Part of a mediator’s role is to help the parties critically evaluate their options.  Although there are many techniques for allowing parties to critically evaluate their situation and position, three of the simplest methods only require a person to know the 3 W’s.  Why, What if, and What Else?  These three questions can help mediators, attorneys and business executives in identifying and arriving at alternative solutions.

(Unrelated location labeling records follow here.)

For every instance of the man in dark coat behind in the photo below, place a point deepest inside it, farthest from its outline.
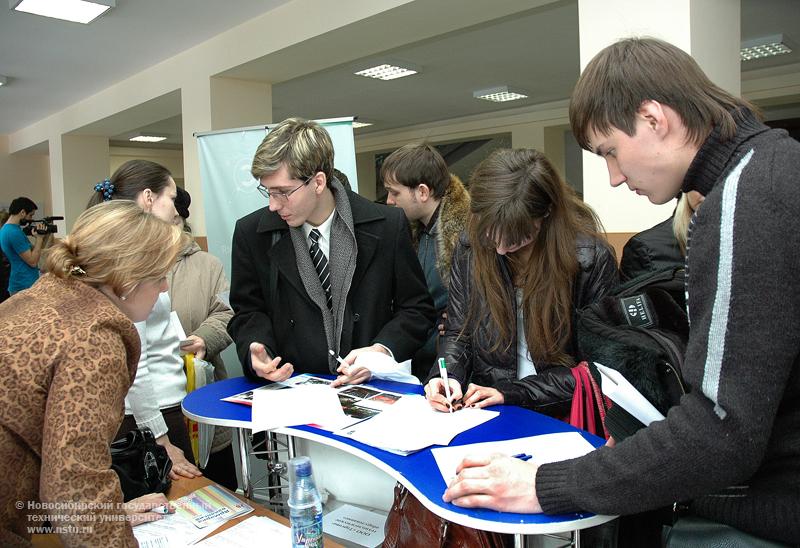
(320, 268)
(437, 206)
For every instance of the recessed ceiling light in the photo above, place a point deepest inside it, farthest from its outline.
(387, 72)
(148, 138)
(767, 46)
(77, 11)
(500, 94)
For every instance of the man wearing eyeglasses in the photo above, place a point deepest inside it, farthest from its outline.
(320, 268)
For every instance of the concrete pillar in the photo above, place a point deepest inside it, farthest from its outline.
(213, 104)
(708, 29)
(77, 163)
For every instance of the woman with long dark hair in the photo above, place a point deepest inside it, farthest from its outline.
(533, 255)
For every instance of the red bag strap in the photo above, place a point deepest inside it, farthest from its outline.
(586, 398)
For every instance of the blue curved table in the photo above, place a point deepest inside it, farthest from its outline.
(417, 472)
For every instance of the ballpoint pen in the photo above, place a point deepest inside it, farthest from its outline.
(339, 359)
(443, 374)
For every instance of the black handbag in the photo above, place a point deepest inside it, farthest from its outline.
(143, 466)
(691, 531)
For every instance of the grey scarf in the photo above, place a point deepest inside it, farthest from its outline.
(342, 264)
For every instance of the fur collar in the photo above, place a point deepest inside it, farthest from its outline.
(453, 216)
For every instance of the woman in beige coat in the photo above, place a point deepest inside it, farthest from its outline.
(68, 354)
(194, 284)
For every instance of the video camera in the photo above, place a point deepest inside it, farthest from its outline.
(41, 226)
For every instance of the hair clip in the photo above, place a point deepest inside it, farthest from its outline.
(106, 187)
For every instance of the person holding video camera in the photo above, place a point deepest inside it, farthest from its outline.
(23, 256)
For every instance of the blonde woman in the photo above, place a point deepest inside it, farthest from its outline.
(68, 354)
(154, 400)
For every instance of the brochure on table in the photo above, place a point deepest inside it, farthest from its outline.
(196, 516)
(538, 449)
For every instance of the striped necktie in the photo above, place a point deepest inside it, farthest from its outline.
(321, 265)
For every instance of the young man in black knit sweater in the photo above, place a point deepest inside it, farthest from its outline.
(732, 446)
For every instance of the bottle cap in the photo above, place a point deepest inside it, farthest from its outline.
(301, 466)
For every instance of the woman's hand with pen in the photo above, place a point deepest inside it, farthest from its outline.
(482, 396)
(435, 393)
(350, 374)
(267, 367)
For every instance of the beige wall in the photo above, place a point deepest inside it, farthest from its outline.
(24, 174)
(170, 159)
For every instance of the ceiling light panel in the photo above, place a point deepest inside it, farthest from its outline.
(768, 46)
(386, 72)
(148, 138)
(500, 94)
(77, 11)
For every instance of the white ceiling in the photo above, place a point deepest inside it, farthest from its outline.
(535, 50)
(52, 64)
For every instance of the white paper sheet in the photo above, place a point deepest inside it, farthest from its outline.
(411, 424)
(384, 367)
(301, 405)
(355, 525)
(543, 449)
(621, 392)
(254, 531)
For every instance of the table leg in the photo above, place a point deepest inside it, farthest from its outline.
(244, 461)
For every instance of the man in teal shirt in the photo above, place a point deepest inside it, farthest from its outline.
(23, 257)
(436, 205)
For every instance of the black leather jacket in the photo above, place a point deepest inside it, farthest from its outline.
(470, 358)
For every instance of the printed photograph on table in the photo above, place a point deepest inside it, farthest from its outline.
(246, 398)
(361, 392)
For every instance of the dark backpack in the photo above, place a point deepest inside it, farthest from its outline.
(641, 330)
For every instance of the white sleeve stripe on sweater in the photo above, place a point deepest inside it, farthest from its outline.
(722, 298)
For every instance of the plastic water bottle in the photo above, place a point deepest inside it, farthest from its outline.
(305, 505)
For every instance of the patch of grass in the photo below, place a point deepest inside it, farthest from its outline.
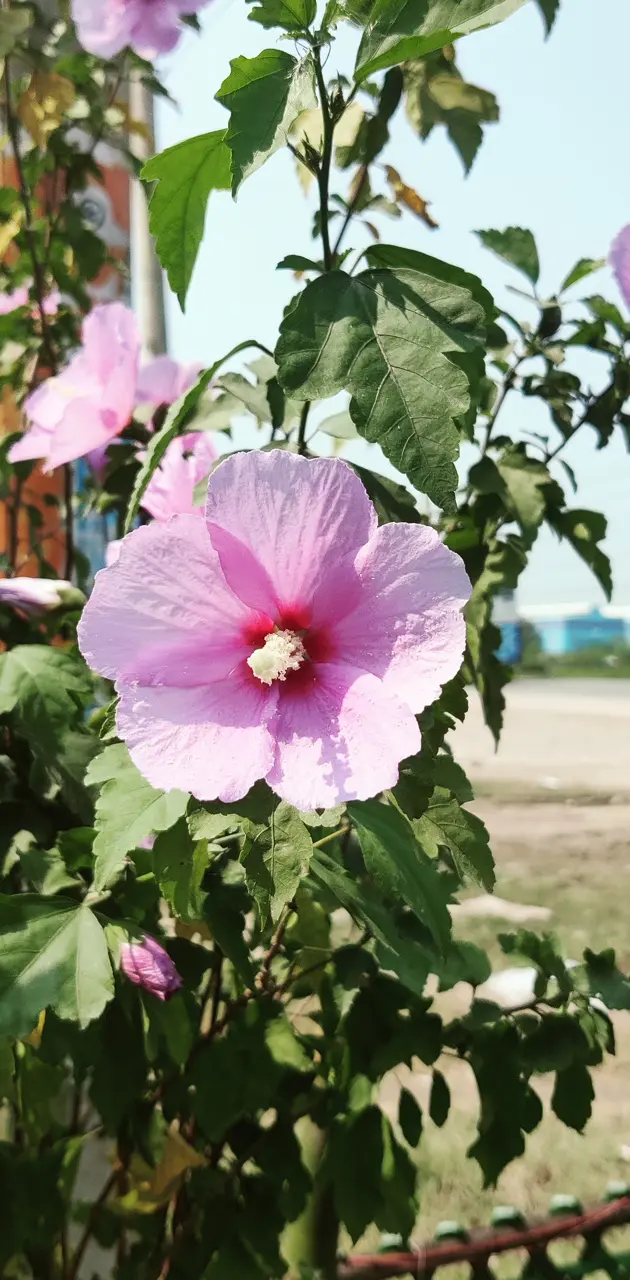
(576, 862)
(571, 859)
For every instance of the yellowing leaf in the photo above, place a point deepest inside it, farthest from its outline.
(35, 1037)
(151, 1188)
(9, 229)
(309, 126)
(118, 115)
(10, 416)
(44, 104)
(409, 197)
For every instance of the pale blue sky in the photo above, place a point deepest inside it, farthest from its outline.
(557, 163)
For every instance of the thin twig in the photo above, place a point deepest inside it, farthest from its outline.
(363, 174)
(301, 434)
(579, 424)
(506, 387)
(91, 1221)
(264, 978)
(24, 195)
(327, 155)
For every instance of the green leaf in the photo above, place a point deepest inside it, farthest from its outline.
(13, 24)
(46, 872)
(396, 862)
(297, 263)
(583, 268)
(374, 1180)
(339, 426)
(573, 1096)
(516, 246)
(599, 977)
(242, 1072)
(179, 865)
(275, 856)
(439, 1101)
(44, 688)
(290, 14)
(549, 10)
(401, 30)
(391, 499)
(128, 810)
(185, 177)
(436, 94)
(585, 530)
(401, 954)
(447, 826)
(7, 1072)
(508, 1105)
(405, 339)
(53, 954)
(264, 96)
(174, 424)
(410, 1118)
(450, 775)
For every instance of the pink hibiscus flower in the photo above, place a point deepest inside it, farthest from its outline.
(170, 492)
(163, 380)
(91, 401)
(150, 27)
(620, 261)
(284, 638)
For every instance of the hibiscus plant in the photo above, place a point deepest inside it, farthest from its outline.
(232, 826)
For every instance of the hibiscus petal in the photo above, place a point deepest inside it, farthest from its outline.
(170, 492)
(211, 741)
(82, 429)
(341, 739)
(287, 530)
(163, 613)
(163, 380)
(33, 443)
(407, 627)
(620, 260)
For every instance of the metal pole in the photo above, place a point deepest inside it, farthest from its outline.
(146, 272)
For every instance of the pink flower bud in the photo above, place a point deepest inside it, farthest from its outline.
(39, 594)
(150, 967)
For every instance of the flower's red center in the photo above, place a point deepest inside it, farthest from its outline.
(286, 652)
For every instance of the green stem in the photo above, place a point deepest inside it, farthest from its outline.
(508, 380)
(301, 434)
(325, 161)
(363, 174)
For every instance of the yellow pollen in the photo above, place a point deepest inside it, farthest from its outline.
(281, 653)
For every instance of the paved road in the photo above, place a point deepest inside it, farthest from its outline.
(564, 734)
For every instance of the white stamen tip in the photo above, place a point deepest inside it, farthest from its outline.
(281, 653)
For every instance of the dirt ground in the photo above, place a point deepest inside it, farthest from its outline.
(556, 799)
(558, 735)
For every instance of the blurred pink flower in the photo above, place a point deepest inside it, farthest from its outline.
(150, 967)
(150, 27)
(113, 551)
(91, 401)
(620, 261)
(284, 638)
(33, 594)
(164, 380)
(170, 492)
(19, 297)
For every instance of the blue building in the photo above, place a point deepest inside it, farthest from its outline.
(573, 627)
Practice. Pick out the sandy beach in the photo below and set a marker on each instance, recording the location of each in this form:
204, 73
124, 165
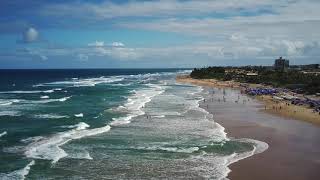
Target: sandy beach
294, 148
281, 108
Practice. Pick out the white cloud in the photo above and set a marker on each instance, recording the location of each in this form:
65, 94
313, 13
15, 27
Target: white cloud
159, 8
117, 44
97, 44
31, 35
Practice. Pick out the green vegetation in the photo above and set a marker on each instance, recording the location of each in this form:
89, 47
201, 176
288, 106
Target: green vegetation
293, 79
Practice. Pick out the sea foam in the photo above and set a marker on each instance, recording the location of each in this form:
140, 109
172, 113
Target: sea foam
49, 148
75, 82
136, 102
18, 174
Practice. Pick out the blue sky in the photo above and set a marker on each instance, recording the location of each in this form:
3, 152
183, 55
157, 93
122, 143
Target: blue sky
151, 34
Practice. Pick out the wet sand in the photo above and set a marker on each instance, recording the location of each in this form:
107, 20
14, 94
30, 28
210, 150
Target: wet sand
271, 106
294, 146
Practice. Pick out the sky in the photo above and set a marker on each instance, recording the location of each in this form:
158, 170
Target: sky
157, 33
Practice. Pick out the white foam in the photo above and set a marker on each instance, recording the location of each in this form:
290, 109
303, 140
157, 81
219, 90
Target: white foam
3, 133
79, 115
75, 82
30, 92
80, 155
49, 148
18, 174
51, 100
135, 103
50, 116
7, 102
9, 113
170, 149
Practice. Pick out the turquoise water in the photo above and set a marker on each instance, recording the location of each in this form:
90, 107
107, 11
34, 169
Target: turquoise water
112, 124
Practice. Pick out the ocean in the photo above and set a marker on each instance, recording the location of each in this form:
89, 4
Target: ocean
111, 124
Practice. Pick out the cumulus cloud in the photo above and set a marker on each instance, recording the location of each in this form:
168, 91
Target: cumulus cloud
97, 44
30, 35
117, 44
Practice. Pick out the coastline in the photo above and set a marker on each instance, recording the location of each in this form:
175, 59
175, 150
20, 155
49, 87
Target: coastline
279, 108
293, 144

According to Jeremy Kourdi in Business Strategy: A Guide to Taking Your Business Forward, by asking, “Why?”, “What Else?,” and “What if?”, it’s useful to:

  • Challenge the thinking of others, even when they appear to be on firm ground.
  • Identify and challenge the assumptions or rationale that underpin decisions.
  • Get people to pinpoint the exact reasons for their views.
  • Challenge and provoke — look for radical change.
  • Play devil’s advocate and go for the opposite of current practice.
  • Avoid acceptance of the status quo.

As a mediator, all three of these questions can assist the parties to understand their issues.  Why are you so convinced that you are going to win?  What else is the other side going to do?  What if you lose?  Used throughout the mediation, these questions can help the parties to understand the consequences of their decisions.  Often, the question about “what if you lose?” can invoke some major emotional blocks.  Many times, people might answer back, “I won’t lose.”  Helping them to understand that there is a possibility, even if it is remote, that they can lose, can help that party start to evaluate the risks and consequences of their decision now.

It is important to note that sometimes “why” might make a person defensive.  If you sense that the person may be defensive, you might try asking “what are the reasons….”  It has essentially the same meaning as “why” without the connotation of negativity that may come with why.